CALM Consolidation Speed Versus Calibre Speed Copying 50,000 Books
@Tanjamuse:
As a benchmark, for the purposes of discussion only, assume that for Calibre to copy all of your 50,000 books from Library 1 to Library 2 would take ~ 25 hours. I have personally experienced that rate of copy when I used a HD and not a SSD.
A "real" copy not only copies the metadata, but also all of the formats and covers and metadata.opf files, and then creates the necessary directory structure. Very RAM and disk and CPU intensive.
CALM copies only the metadata. No files. No directory structure. No formats. No covers. Just the metadata from the Source Library metadata.db to the CALM Target Library metadata.db. However, a metadata.db is a physical file that has to be physically updated with a physical temporary journal file. CALM uses a lot of RAM while copying the metadata via SQLite. So, CALM too is RAM and disk and CPU intensive. Just not as much as Calibre is for the reasons mentioned above. The CALM Job Log tells you how much RAM it used per Library, and the maximum RAM used at any point within the Consolidation Job.

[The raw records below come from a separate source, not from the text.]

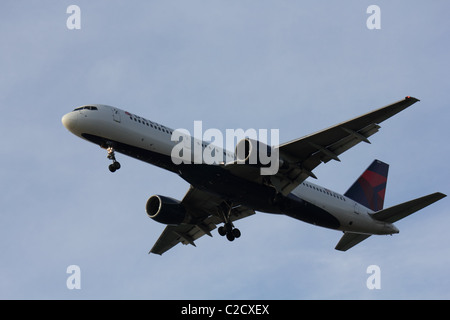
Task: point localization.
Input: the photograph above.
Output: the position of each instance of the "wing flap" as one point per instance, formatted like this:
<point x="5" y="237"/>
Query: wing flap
<point x="405" y="209"/>
<point x="350" y="240"/>
<point x="305" y="154"/>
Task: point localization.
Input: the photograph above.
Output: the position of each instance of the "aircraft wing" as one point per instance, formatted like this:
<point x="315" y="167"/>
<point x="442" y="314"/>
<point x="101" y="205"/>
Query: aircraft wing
<point x="305" y="154"/>
<point x="349" y="240"/>
<point x="203" y="207"/>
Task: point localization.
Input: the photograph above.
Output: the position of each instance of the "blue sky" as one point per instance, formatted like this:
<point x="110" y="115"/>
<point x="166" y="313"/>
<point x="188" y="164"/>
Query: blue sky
<point x="294" y="66"/>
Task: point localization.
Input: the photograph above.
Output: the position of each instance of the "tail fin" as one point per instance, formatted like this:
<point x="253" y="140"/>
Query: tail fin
<point x="370" y="188"/>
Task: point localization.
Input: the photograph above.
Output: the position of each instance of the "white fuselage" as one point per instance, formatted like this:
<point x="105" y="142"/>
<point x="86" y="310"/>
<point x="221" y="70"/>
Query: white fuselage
<point x="112" y="124"/>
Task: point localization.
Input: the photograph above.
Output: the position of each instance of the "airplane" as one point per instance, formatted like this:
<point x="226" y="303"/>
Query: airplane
<point x="222" y="193"/>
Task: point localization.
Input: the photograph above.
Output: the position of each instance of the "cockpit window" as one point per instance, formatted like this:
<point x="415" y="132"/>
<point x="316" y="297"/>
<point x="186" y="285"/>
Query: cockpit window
<point x="86" y="108"/>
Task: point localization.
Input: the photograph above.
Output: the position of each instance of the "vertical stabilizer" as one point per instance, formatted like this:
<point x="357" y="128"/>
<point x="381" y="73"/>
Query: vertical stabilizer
<point x="370" y="188"/>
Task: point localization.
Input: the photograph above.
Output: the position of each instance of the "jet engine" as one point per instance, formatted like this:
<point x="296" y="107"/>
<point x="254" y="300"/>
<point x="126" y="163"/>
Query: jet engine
<point x="253" y="152"/>
<point x="165" y="210"/>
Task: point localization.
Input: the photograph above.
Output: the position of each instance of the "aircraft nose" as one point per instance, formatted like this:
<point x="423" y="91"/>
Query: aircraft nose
<point x="70" y="121"/>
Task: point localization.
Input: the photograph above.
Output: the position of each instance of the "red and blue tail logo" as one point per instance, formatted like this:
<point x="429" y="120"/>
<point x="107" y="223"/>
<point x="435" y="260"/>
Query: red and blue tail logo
<point x="370" y="188"/>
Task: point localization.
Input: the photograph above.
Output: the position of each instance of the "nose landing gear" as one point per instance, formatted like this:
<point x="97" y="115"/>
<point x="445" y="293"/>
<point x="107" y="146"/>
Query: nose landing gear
<point x="111" y="156"/>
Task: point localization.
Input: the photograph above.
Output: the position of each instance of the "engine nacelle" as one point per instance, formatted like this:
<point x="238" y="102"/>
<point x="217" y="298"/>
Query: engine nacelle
<point x="165" y="210"/>
<point x="253" y="152"/>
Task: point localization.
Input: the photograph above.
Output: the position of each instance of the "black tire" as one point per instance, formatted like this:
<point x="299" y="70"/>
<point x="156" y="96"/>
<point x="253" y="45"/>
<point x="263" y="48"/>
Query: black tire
<point x="230" y="236"/>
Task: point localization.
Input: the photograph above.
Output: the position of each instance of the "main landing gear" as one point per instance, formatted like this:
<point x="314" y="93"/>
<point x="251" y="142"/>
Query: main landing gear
<point x="111" y="156"/>
<point x="228" y="228"/>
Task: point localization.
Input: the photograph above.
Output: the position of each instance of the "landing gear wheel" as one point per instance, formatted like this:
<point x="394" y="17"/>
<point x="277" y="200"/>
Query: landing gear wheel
<point x="228" y="228"/>
<point x="222" y="231"/>
<point x="230" y="236"/>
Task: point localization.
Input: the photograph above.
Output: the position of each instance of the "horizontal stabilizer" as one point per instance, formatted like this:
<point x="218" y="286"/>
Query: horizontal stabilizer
<point x="349" y="240"/>
<point x="403" y="210"/>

So, CALM will copy (as a part of Consolidation) those same metadata-only 50,000 "books" much faster than Calibre would do when executing a "real" copy.
How much faster? Depends. Certainly no faster than 10% of the 25 hours (for the purposes of discussion only) that it would take Calibre, which would equal 2.5 hours. If it takes 20% of the 25 Calibre hours, then it would take 5 hours.
You get the picture.
When I upgraded my HD to a SSD (Solid State Drive), CALM (and everything else) ran much faster.